What is Tempo Running and How Do I Do It?
Build your endurance and speed by hitting the middle ground. – By Karen Asp
You know what it feels like to run easy and you’re probably also familiar with the burn of going nearly all out. But what about the paces between those two levels? Workouts that target that middle ground – tempo runs – should be part of your weekly routine. These workouts help you understand how different paces feel, putting you more in tune with your abilities (and limits). They also build mental toughness, an asset when you’re aiming to go longer or faster. And they develop capillary beds (which provide oxygen to working muscles) more efficiently than easy or hard runs do. Try these sessions:
What is it?
A workout at a pace at which your body produces and clears lactate (a metabolic by-product of exercise) at a close-to-equal rate. You start to slow down when it accumulates faster in the blood than your body is able to clear it. This workout trains your body to hold for longer the fastest speed at which your blood lactate levels stay steady.
Warm up with 20 mins of easy running, then run 20 mins at a pace you feel you could sustain for an hour. You should be able to say only a few words at a time. Cool down with 10 mins of easy running.
What is it?
A workout in which you practise the pace you’re hoping to hit during a marathon or half marathon. ‘You’re teaching your body how to efficiently utilise fats and carbohydrates on race day,’ says coach Chris Heuisler.

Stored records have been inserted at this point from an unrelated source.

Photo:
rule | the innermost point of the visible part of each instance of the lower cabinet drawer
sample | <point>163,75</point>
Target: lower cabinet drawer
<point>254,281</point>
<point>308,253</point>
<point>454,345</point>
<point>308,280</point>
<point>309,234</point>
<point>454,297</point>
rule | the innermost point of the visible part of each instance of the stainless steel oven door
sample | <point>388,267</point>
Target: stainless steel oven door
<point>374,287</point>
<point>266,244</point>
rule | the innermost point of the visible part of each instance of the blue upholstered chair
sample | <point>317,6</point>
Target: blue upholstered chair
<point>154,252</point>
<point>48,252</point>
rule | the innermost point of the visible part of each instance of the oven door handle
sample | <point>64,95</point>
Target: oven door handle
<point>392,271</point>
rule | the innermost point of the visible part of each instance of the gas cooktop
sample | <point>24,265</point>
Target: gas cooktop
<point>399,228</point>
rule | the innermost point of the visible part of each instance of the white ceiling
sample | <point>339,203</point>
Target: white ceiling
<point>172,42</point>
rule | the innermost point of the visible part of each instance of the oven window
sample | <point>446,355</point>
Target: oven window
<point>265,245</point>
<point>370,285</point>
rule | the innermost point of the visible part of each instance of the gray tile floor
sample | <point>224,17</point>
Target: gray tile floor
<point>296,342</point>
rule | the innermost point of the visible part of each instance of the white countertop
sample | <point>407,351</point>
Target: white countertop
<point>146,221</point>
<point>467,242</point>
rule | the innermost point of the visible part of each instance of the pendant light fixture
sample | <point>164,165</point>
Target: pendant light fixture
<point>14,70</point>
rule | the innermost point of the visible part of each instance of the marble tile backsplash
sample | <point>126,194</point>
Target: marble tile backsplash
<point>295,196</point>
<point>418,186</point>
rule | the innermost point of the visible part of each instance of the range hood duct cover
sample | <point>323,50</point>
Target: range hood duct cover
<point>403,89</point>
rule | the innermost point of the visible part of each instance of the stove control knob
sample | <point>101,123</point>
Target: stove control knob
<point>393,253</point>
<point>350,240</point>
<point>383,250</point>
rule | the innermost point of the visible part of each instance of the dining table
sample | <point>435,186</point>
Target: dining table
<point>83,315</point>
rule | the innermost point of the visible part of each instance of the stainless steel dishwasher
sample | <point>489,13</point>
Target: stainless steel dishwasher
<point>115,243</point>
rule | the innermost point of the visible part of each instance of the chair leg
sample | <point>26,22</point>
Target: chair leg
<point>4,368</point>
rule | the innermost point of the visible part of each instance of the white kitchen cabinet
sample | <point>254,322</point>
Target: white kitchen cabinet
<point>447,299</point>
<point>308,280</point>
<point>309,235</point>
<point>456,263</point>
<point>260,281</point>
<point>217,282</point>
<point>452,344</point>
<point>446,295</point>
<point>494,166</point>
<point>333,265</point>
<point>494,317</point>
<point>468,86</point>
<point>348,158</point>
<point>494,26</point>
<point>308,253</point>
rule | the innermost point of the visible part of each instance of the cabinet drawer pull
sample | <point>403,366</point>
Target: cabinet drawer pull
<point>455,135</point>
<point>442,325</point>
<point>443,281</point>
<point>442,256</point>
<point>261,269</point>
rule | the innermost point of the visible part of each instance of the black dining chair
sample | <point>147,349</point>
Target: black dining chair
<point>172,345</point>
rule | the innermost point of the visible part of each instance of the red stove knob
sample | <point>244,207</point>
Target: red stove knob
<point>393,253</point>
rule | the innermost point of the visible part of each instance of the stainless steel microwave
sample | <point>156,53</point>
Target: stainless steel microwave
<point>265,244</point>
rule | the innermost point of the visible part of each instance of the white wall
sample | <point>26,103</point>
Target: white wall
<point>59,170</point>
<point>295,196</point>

Every three weeks, replace your normal long run with one that contains a race-pace segment. If you’re training for a half marathon, warm up for two miles, run at race pace for six to eight miles (depending on where you are in your training), then cool down for a mile. If you’re training for a marathon, warm up for two miles, then work a race-pace block of six to 14 miles into a long run.
What is it?
A run that starts easy but gradually increases in speed. It teaches you to be mindful of your pacing, which can help you avoid going out too fast (and burning up glycogen stores) in a race, says coach Ryan Warrenburg. A progression session can ensure you don’t become bored – stepping up the pace keeps your body and mind challenged.
Warm up for 15 mins. Then start a 30-min progression run: speed up by 10-15 secs per mile every six minutes until you’re running at about threshold (or tempo) pace by the last six minutes. Cool down for five to 10 minutes.